Лифт не работал – снова отключили свет. Двери на всех четырех этажах были распахнуты. Он вспомнил, что, когда умер отец, все двери дома тоже были открыты.
"Чтобы душа выйти могла", – объясняла тетя Лена. Горячий сквозняк медленно шевелил дверями, не распахивая настежь и не захлопывая их до конца. Ардинцевы, Смирновы, Соковиковы… Уехали на море? Ушли в гости? Ага. К Чупакабре (всякая непонятная фигня – это Чупакабра). Передавайте привет Калабуховым, они гостят там уже вторую неделю.
Дверь в его квартиру тоже была раскрыта. Если что-то плохое может случиться, оно непременно произойдет – первый закон Мерфи. То, что захлестнуло весь город, не могло пройти стороной. Валя остановился перед входом.
"Да. Чупакабра пришла и в твой дом, и где-то на задворках сознания ты еще месяц назад знал, что так и будет. Одна опустевшая квартира могла быть случайностью, но две, три, пять – уже доказанная закономерность. Но разве ты не хотел узнать, что случается потом?"
Валя вошел внутрь. Дверь гулко хлопнула за его спиной. Снял левый кроссовок и тут же надел его обратно. Линолеум был покрыт толстым слоем пыли.
– Мама? – собственный голос звучал испуганно и обреченно. Он не слишком рассчитывал на ответ.
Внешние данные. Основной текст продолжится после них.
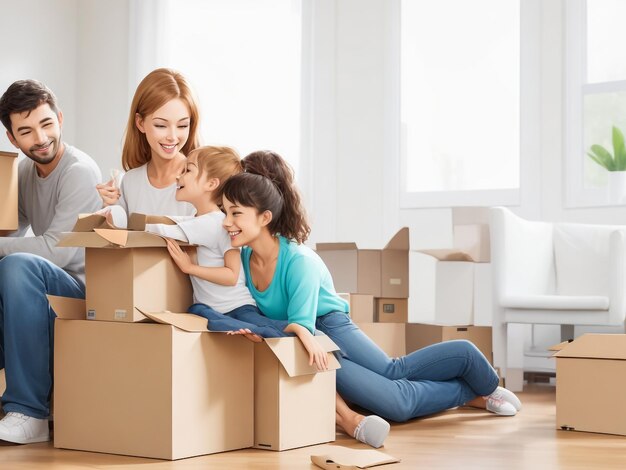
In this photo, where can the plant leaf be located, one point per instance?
(619, 150)
(604, 156)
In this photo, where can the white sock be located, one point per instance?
(372, 430)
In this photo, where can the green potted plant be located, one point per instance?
(614, 163)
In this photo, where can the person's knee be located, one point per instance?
(16, 269)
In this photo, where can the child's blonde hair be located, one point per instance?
(218, 162)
Синие туфли на низком каблуке, в которых она ходила в магазин, стояли у входа. После двух недель молчания в зале громко работал телевизор. Александр Гордон, как обычно по пятницам, разбирал семейную жизнь двух разнополых алкоголиков и их ребенка. Валя обошел все комнаты. На всякий случай заглянул на балкон и под кровать. Вдруг она решила поиграть с ним в прятки? Потом нажал кнопку на пульте и экран потух. Стало слышно, как колышется на ветру занавеска, и настенные часы перебирают секунды. Валя втащил внутрь занавеску и закрыл окно.
Она могла бы уйти в магазин. Могла подняться к соседке или даже пойти погулять в сквер. Могла забыть закрыть дверь и окно. Да, все это могло быть, если бы не два десятка распахнутых дверей вниз по лестнице. Если бы не туфли у входа. Если бы не вся эта чертовщина, обрушившаяся на город.
На дверке холодильника лежали шесть яиц, пакет кефира и кусочек вареной колбасы, в пакете на столе – полбуханки свежего хлеба – он сам покупал его вчера по дороге с работы.
Валя откусил "Докторской", отрезал хлеба и посмотрел в окно. Во дворе не было ни души. Знойный мусорный ветер гонял по асфальту пакет из-под чипсов. Чисто технически отыскать маму было вполне реально. Но готов ли он это сделать? Готов ли он найти ее там, куда они уходят, и привести обратно в дом? С некоторыми потерями лучше смириться. Возможно, это как раз тот случай.
"Не говори глупостей. Что бы это ни было, ты будешь искать ее и найдешь. И начнешь прямо сейчас, пока еще не стемнело".
Он засунул в рот остатки колбасы, вытер пальцы о штаны и достал из кармана телефон. Звездочка, шестьсот двадцать два, решетка.
Часы на стене показывали половину шестого.